San Roque statue in Pedron |
Even though we were packed and ready to go
before 7:00 this morning, we are still among the last to leave. Everyone else is in the
kitchen getting the breakfast they'd purchased on the honour system for 3€
apiece. We'd saved our sandwiches that we were going to eat last night. We figured we'd stop to eat them at a café with coffee along the
road. The day is hot and we have little in mind but the completion of our
journey, just three days away. We're excited because it will mean that we've achieved our goal, disappointed because it'll be over.
In Caldas de Reis, we stop at the parish
church where we admire a statue of the town’s patron saint, San Roque.
Significant for me is the fact that he’s also the patron saint of pilgrims and
dogs which I believe has symbolic significance. After all, what other creature has the ability to walk for long distances on two legs and what animal likes more
to be taken for a walk?
We pass a number of autocafes where we could have purchased coffee from a machine with seating area in attractive surroundings.
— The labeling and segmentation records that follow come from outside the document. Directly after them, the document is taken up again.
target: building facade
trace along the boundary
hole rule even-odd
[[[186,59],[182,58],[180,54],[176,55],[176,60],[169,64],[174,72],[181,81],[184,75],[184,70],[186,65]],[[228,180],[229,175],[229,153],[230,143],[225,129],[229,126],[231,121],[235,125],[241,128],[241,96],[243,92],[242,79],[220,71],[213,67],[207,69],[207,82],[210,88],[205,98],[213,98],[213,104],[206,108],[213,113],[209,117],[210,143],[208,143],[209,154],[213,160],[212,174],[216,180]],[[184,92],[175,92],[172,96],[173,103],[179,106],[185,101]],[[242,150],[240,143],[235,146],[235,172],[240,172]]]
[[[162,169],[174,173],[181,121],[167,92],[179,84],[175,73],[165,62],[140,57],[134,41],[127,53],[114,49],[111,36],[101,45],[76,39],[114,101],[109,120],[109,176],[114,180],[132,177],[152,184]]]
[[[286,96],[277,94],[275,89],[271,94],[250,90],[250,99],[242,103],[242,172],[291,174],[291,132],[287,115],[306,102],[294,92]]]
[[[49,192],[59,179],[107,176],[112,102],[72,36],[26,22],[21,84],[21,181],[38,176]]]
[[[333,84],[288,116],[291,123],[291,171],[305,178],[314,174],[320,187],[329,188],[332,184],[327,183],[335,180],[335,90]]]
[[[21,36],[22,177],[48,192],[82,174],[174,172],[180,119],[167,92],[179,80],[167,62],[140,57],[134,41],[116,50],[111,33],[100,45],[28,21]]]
They all would have provided a more appealing locale than the supermarket with attached café where we finally stopped for breakfast. To our amusement and pleasure, the young, solitary German woman we’d seen off and on since Arcade is seated in the same café.
We choose at a table by the window in the spartan room with one
long bar, tables and little else. An
older Spanish lady, the only other restaurant patron, has asked the German lady why
she'd embarked on the Camino for a second time. She replies that she needed time to think. Her pithy and complete response leaves a deep impression on me. What other other
activity allows for vast amounts of time for contemplation?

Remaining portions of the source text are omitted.